A memoir by Professor Azar Nafisi, who returned to Iran during the revolution and taught there until departing in 1997. Though she expertly weaves Iranian history together with the narrative themes in the literature she teaches, Tehran centers primarily on a secret book club she began in 1995 with seven female students, who met weekly at her home to discuss works of Western literature. In a time when simply speaking well of the West was an invitation for imprisonment or death, eight brave women defied their government for the pleasure of one another’s company, and the love of a good book.  

How you’ll feel after reading it: Like knowledge truly is power.

 

8. I Am Malala: The Story of the Girl Who Stood Up for Education and Was Shot by the Taliban—Malala Yousafzai and Christina Lamb

When thirteen year old Malala Yousafzai was shot in the head by Taliban agents because of her insistence on attending school, the world looked on in shock. In the five years since the attack we’ve not only had the privilege of seeing her recover, but go on to thrive, knowing that the world is somehow, in an intangible way, safer for the continued existence of her calm, determined presence. The memoir details growing up during the rise of the Taliban, the upbringing that made her both hungry for an education and eager to effect change in her country, and the aftermath of the shooting.  
How you’ll feel after reading it: Like you want to stand up to oppressors everywhere and say No.

 

9. Memo to the President: How We Can Restore America’s Reputation and Leadership — Madeleine Albright

America’s first female Secretary of State, under the Clinton administration, you’d expect Secretary Albright to be a force de jour, and that her book would be brimming with tenacity and witticisms. Yet once again proving that female badassery comes in all shapes and sizes, Albright instead uses tact and the same diplomatic touch with which she held her position, to calmly explain extremely detailed plans for how to help America find its place again in the world’s shifting geopolitical landscape post-9/11. Bonus Points because this came out before President Barack Obama was elected (we’ll miss you, boo) and she called a number of policy decisions he’d actually end up making because her ideas, just like her, are the absolute best.  

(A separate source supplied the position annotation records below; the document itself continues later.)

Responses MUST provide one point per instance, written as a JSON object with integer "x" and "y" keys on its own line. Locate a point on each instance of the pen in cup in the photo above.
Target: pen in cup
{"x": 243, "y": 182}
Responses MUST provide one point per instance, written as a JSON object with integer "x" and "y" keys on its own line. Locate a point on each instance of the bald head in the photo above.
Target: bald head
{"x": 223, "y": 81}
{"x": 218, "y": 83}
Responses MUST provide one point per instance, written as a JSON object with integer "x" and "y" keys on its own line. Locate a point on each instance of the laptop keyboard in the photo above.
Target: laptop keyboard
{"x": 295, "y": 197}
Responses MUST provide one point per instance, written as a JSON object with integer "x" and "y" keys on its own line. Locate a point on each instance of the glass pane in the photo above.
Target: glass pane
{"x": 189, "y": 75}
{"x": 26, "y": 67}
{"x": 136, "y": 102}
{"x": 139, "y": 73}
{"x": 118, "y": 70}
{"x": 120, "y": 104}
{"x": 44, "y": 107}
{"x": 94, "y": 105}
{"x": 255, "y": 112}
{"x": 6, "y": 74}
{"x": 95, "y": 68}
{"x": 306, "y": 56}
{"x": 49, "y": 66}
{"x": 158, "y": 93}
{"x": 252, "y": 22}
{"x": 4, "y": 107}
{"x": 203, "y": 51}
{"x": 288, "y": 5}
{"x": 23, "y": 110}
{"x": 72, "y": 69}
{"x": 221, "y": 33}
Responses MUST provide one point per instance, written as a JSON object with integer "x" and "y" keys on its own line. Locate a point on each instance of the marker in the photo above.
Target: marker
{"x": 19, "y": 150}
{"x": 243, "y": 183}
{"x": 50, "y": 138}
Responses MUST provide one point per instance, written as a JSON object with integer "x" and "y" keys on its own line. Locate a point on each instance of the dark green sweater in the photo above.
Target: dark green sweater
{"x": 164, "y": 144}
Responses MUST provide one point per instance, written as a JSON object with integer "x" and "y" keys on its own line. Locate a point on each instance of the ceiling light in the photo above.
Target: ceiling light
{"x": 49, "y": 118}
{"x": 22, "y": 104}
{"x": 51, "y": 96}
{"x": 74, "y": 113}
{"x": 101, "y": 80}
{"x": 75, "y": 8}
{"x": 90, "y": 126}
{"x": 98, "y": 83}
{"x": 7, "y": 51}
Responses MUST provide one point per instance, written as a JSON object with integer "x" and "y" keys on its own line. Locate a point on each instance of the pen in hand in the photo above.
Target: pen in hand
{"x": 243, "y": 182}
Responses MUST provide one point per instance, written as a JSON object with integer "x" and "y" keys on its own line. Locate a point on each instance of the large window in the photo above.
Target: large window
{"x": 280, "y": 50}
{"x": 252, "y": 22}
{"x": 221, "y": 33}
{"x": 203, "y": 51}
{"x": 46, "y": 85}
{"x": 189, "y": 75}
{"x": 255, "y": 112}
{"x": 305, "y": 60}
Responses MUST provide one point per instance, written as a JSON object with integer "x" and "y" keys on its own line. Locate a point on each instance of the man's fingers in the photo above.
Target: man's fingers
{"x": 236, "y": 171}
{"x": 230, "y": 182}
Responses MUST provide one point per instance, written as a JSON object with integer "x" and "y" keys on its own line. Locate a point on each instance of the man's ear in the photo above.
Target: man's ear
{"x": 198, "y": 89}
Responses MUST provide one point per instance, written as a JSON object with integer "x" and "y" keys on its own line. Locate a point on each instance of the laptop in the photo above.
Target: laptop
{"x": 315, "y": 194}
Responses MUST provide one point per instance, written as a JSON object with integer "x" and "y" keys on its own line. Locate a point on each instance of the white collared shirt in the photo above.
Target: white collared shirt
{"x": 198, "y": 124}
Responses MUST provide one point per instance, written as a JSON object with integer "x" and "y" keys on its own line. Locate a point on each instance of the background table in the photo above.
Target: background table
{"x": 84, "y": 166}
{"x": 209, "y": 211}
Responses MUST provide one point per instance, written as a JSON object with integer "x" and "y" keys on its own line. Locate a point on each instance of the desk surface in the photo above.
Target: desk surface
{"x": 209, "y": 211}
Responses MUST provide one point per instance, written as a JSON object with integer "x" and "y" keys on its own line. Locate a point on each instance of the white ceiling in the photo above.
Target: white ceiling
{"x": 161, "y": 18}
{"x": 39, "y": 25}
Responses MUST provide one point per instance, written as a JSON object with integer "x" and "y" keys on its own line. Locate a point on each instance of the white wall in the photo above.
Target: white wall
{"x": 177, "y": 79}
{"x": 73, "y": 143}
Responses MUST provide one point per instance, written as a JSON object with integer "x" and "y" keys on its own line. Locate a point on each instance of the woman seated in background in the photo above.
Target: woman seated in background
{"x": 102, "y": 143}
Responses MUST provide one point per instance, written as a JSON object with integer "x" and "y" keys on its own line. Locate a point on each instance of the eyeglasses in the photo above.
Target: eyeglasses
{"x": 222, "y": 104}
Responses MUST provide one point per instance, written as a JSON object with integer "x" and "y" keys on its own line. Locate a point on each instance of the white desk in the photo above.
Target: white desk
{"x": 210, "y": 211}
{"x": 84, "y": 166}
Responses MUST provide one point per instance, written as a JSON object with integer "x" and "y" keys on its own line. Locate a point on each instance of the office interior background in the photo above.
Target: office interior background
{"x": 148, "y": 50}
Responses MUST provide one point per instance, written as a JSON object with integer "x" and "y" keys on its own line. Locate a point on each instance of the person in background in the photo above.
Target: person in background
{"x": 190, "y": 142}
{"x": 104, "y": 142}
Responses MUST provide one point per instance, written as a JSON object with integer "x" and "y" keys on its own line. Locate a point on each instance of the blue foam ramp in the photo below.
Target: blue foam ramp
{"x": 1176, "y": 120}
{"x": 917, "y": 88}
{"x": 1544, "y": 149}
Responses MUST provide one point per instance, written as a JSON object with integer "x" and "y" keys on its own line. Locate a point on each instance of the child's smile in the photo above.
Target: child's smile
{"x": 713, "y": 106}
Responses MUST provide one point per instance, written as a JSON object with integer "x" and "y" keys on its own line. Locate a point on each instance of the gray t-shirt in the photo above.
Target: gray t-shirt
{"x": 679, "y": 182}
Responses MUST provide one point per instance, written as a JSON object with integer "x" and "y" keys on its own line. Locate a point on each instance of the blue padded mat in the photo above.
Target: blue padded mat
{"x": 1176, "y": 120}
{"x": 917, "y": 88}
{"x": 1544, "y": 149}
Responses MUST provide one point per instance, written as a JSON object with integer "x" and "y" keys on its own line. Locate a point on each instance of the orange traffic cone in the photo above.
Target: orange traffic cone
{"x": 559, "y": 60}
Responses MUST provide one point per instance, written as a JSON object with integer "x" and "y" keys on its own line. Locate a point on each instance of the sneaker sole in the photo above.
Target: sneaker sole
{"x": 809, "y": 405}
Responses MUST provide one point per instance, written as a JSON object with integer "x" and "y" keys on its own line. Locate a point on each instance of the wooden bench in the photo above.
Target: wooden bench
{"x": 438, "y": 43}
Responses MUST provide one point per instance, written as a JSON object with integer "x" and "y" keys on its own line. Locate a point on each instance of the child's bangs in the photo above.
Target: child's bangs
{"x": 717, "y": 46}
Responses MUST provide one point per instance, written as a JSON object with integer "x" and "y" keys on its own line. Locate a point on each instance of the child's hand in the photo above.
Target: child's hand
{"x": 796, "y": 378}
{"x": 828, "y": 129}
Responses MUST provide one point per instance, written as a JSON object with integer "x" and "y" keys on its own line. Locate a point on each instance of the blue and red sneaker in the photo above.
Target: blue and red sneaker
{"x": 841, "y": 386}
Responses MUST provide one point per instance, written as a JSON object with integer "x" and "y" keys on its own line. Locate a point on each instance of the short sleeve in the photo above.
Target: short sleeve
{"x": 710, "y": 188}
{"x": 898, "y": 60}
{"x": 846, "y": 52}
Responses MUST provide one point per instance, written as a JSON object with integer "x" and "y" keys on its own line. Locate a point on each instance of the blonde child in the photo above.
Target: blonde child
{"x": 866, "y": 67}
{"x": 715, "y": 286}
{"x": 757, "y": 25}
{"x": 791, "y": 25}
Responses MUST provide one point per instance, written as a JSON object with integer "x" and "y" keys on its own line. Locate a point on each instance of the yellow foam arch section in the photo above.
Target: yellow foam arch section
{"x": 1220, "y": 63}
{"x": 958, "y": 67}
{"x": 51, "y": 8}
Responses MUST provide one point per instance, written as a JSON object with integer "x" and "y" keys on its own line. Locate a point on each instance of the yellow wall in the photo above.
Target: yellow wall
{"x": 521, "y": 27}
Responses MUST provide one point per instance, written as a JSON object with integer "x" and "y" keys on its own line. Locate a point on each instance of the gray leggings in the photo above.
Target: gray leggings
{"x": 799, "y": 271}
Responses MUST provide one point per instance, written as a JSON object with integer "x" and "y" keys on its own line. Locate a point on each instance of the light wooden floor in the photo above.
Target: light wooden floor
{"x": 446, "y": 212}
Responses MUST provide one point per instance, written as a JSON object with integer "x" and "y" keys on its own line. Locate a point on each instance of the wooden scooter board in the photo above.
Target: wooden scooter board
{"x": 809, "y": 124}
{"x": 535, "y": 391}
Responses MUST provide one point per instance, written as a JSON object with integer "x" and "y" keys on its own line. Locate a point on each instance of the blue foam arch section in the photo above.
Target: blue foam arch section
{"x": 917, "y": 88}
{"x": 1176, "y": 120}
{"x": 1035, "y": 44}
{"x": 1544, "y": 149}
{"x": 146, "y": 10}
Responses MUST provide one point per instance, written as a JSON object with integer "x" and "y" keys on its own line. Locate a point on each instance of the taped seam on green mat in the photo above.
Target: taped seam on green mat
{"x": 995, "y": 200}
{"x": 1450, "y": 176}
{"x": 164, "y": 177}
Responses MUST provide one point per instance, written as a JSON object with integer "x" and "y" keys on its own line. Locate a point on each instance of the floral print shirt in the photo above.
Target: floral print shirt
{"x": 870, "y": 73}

How you’ll feel after reading it: Like Madeline Albright was America’s mom, but she was too good for any of us to appreciate her at the time. Like your mom, she was right about everything. Like you should call your mom.

 

10. The Red Tent — Anita Diamant

Though a minor character in the Old Testament of the Bible, The Red Tent expands the story of Dinah, the daughter and sister of two far better known biblical characters, and gives a powerful, creative spin to her otherwise footnoted life. The Tent of the title refers to the tent where women of the tribe must, according to the law, live in while menstruating or giving birth, and as a result the book explores not only one girl’s struggle to find her identity as a person outside of her identity as a woman, but the bonds of sisterhood that are forged by the sharing of such a common, but deeply personal experience.

How you’ll feel after reading it: Like you wish you and your girlfriends could had been this chill and in tune with your bodies when you were in high school, and like the next time you get your period, you’re going to have a party for it.  

About The Author

As a lifelong political nerd, scoring a job as a member of the Democratic Communications team for the Michigan House of Representatives was an absolute dream. I am fascinated by the intersection of politics and culture in the 21st century, and having had the opportunity to travel extensively prior to starting my work here, I take special interest in what it means to be a woman, a citizen, and a millennial in various cultures around the world. I am genuinely interested in just about everything, and perhaps more importantly, interested in writing about it.